Abstract

Intracellular recording during hypoxia in submerged hippocampal slices revealed an initial hyperpolarization with decreased membrane input resistance followed by complete depolarization. Glibenclamide (1 μM) reduced and tolbutamide (400 μM) completely blocked the hypoxic hyperpolarization and the accompanying increase in conductance. Neither glibenclamide nor tolbutamide altered the time to 25 or 50% depolarization. Sulfonylurea-treated slices completely depolarized during 10 min of hypoxia and did not recover upon reoxygenation. In contrast, 11 mM glucose had no effect on hypoxic hyperpolarization or conductance, but it significantly slowed hypoxic depolarization. In half of the intracellular recordings made during high glucose hypoxia, the membrane potential and input resistance returned during reoxygenation. Extracellular recordings were used to evaluate the effect of sulfonylureas and high glucose on acute neuronal survival from hypoxia.
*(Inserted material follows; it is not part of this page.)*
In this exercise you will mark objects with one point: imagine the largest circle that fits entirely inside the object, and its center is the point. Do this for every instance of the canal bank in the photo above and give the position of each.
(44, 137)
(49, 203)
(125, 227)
Glibenclamide (0.1–5 μM) did not change the survival rate of slices exposed to hypoxia, whereas, high glucose (11 and 40 mM) dramatically improved the recovery of population spikes during reoxygenation. These findings support the hypothesis that an ATP-sensitive K + channel mediates hypoxic hyperpolarization 14,15,19, but these channels are not regulated by glucose in the brain as in pancreatic islet-cells. These results also suggest that high glucose protects hippocampal slices from hypoxia by slowing the hypoxia-induced depolarization.